Abes Japan
Warum kann sich der rechtskonservative Politiker trotz Wirtschaftsproblemen, Skandalen, Korruption, Aufrüstung und Gleichschaltung der Medien so lange an der Macht halten?
Als am 16. Dezember 2012 Shinzō Abe nach einem Erdrutschsieg seiner Liberal-Demokratischen Partei, kurz LDP, zum zweiten Mal in seinem Leben das Amt des Ministerpräsidenten übernahm, glaubte in Japan niemand, dass diese Amtszeit von langer Dauer sein würde. Japanische Regierungen haben viele daran erinnert, dass solche Posten traditionell eine kurze Lebenserwartung haben. So ist es bemerkenswert, dass der rechtskonservative Politiker heute, fünfeinhalb Jahre später, auf einem guten Weg ist, als einer der längst dienenden Staatschefs des Inselstaates in die Geschichte einzugehen.
Dabei waren es nicht so sehr sein politisches Geschick oder Weitsicht und auch nicht die ebenso gepriesene wie verschmähte Abenomics, die dem Politiker, zuletzt bei den vorgezogenen Wahlen in November 2017, zum erneuten Wahlsieg verhalfen. Vielmehr spielten ihm innere und äußere Ereignisse in die Hand und der politische Gewinn, den er daraus zog.
Abe trat 2012 mit dem Slogan "Nippon o Torimodosu" ("Holen wir uns Japan zurück") an. Er versprach wirtschaftliche Erholung seines Landes von der zwei Jahrzehnte anhaltenden Lethargie sowie die Stärkung des japanischen Nationalbewusstseins. Die Eckpunkte seines Programmes: Geldschwemme historischen Ausmaßes, verbunden mit massiven staatlichen Investitionen; das Festhalten an Nuklearenergie trotz der Kernschmelze in Fukushima und eine harte Linie bei Streitthemen mit China und Südkorea.

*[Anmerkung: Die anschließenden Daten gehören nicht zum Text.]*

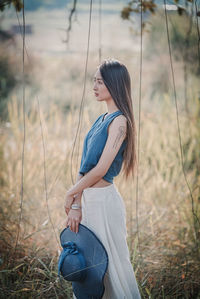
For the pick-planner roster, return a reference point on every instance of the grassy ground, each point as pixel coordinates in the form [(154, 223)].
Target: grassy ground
[(165, 255)]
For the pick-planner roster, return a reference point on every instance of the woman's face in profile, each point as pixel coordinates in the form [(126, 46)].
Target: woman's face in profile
[(100, 90)]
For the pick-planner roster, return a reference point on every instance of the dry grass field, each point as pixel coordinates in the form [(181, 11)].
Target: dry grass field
[(165, 254)]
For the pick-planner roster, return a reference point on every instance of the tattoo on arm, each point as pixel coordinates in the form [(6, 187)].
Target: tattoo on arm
[(121, 133)]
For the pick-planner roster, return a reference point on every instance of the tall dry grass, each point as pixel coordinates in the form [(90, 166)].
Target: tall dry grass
[(165, 257), (165, 254)]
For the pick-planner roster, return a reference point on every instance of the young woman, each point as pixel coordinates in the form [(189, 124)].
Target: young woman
[(94, 200)]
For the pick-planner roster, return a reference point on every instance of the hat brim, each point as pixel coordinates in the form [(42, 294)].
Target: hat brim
[(96, 259)]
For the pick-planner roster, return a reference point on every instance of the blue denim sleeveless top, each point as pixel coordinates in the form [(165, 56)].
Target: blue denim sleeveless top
[(94, 144)]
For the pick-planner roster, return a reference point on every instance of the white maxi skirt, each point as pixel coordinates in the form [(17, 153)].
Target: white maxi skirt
[(103, 211)]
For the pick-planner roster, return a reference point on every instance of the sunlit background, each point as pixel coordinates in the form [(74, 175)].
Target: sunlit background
[(162, 199)]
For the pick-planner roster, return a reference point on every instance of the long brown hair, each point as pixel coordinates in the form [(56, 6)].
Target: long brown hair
[(117, 80)]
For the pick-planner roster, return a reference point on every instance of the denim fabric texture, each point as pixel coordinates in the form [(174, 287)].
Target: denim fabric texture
[(94, 144)]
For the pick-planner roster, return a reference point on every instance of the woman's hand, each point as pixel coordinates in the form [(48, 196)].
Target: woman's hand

Trotz eines glücklosen einjährigen Intermezzos als Ministerpräsident in 2007, verkörperte er bei seinem zweiten Anlauf das Image des starken Mannes, des Aufräumers, auf den nach dem politischen Dauerstreit, aber vor allem nach dem verheerenden Erdbeben und Tsunami vom 11. März 2011, viele in Japan gewartet hatten.
Das System LDP
Zu viel Macht korrumpiert bekanntlich, vor allem wenn eine Partei, wie die LDP seit 60 Jahren fast ununterbrochen die Geschicke des Landes lenkt. Auf das Konto der LDP geht ein System von wechselseitigen Abhängigkeiten der Bürokraten, der Industrie- und Baulobby und der Politik.

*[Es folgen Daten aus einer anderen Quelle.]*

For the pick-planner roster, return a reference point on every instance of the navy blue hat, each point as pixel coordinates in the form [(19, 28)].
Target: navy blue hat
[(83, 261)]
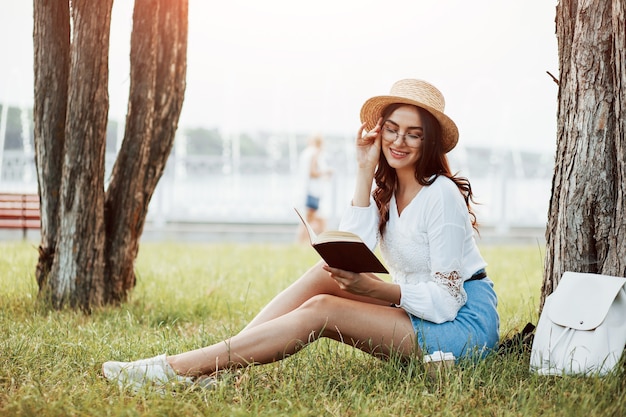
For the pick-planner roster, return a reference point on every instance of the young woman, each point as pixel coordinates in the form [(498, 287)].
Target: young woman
[(440, 298)]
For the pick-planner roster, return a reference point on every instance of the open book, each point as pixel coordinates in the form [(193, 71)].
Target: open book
[(343, 250)]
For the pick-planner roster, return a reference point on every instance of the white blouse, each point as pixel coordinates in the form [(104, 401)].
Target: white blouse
[(429, 250)]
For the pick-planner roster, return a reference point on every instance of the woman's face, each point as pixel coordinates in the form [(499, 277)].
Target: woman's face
[(402, 135)]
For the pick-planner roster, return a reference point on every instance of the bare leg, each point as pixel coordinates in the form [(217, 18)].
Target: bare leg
[(314, 282), (379, 330)]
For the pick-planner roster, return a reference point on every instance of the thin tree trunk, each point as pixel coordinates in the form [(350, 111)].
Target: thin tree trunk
[(51, 39), (158, 72), (78, 267), (586, 230)]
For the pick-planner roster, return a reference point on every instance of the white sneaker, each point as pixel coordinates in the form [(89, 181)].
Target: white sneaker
[(138, 374)]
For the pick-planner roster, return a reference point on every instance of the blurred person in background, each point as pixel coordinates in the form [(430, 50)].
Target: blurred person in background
[(314, 174)]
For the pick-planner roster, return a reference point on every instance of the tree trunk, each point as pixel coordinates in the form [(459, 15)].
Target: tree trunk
[(586, 220), (158, 73), (51, 39), (90, 239), (78, 266)]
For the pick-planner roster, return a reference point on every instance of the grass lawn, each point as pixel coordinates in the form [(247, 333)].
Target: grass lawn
[(190, 295)]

Die Bauindustrie erhält großzügige öffentliche Aufträge, die zu einem großen Teil für die weltweit höchste Staatsverschuldung Japans verantwortlich zeichnen. Im Gegenzug dafür erhalten viele hochrangige Bürokraten und Politiker nach ihrer Pensionierung gut dotierte Jobs im Management großer privater Unternehmen. Überdurchschnittlich viele Japaner, etwa fünfmal so viele wie in Deutschland, arbeiten in der Baubranche.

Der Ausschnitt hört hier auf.